US Investors Nervously Await Results

The Enron scandal and the fragile economic recovery have cast a shadow over the upcoming first quarter results, writes Mark Tran.
Investors will be watching intently as US companies this week issue their first quarter results to see whether profits have started rolling in.

The reporting season got off to a rocky start last week, when General Electric (GE), the world's largest company, reported profits of $2.5bn (£1.7bn) for the quarter, down 3% on the same period a year ago.

It was the first time that GE reported its profits using new, tougher accounting rules introduced after the Enron scandal. Shares in GE, a traditional profits powerhouse, have fallen by 14% since the beginning of the year, chiefly because of concerns over its opaque accounting.

In releasing its results, GE was noticeably downbeat on the outlook for profits. Its chief financial officer, Keith Sherin, said there was little evidence of a broad recovery in the economy to kickstart earnings. The market then received another jolt, when IBM, the computer giant, issued its first profit warning for years.

The news from two of America's bluest of blue chip companies came as a sobering counterpoint to some of the euphoria of the last few weeks as signs pointed to a quick US recovery. True, the American economy has bounced back from recession remarkably quickly, with growth returning in the fourth quarter of 2001. But questions persist about the strength of recovery.

Much of the growth can be put to corporate America's need to restock inventories after these had been run down during the economic slowdown that began in March last year. But for serious growth to kick in, American companies have to start investing in new capital equipment.

But if profits are hard to come by, such investment will not be forthcoming. Moreover, American companies over-invested heavily in the boom years and it will take more than a couple of quarters for them to work out the excesses of a classic investment bubble.

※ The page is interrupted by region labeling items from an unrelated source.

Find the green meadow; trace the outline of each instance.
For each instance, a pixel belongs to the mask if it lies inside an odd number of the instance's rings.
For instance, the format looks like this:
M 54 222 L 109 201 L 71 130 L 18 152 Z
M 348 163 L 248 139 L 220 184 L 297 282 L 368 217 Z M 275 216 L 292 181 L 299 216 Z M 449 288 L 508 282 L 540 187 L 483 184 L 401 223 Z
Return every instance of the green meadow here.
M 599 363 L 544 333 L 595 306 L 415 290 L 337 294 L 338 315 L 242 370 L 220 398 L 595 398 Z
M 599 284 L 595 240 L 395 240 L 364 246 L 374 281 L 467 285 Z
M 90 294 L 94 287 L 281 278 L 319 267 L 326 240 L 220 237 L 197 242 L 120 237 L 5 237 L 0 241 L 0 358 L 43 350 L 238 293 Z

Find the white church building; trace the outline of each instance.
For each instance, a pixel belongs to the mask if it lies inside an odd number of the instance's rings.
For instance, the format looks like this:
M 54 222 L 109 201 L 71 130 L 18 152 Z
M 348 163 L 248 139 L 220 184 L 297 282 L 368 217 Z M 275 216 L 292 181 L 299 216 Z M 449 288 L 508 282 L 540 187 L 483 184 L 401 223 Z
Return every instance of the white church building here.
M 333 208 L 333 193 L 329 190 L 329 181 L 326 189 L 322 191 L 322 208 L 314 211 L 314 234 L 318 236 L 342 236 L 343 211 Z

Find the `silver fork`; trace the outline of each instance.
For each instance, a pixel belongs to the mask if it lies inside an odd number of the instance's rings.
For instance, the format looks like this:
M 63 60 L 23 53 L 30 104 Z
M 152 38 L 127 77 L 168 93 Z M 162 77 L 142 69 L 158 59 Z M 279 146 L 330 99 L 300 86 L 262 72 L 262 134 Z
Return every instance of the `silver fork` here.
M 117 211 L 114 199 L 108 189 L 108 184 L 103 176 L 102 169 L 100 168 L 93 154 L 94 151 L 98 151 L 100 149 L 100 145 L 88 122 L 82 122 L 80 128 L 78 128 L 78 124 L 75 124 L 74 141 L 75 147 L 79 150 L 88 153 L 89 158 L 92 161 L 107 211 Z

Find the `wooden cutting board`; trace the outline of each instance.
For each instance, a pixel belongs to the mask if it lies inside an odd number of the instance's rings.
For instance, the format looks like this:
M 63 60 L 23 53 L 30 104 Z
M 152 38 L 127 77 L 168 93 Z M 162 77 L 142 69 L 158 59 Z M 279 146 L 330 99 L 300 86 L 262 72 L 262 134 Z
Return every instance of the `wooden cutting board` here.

As if that was not enough, the Enron scandal has made a huge dent in investor confidence. The bull market of the 1990s was sustained by the willingness of millions of small investors to play the market. Many have been badly burnt and they feel angry at the analysts who allegedly led them down the garden path.

In the fallout from Enron, Wall Street has come under sustained attack for allegedly massaging the numbers of companies in order to hype up investor interest and seduce your average punter.

Merrill Lynch has been the focus of such accusations as the attorney general of New York state, Eliot Spitzer, wages a campaign against analysts who trashed companies in private, while extolling them in their public research. He says his aim is nothing less than a restructuring of the financial industry.

All this makes for interesting contrasts in America at the moment. Politically and militarily, the US appears omnipotent. If anything, its pre-eminence is all the more marked after September 11. But America's economic base looks distinctively wobbly, something that has been reflected in the unease of the markets lately. That sense of nervousness is unlikely to change as the reporting season gets underway.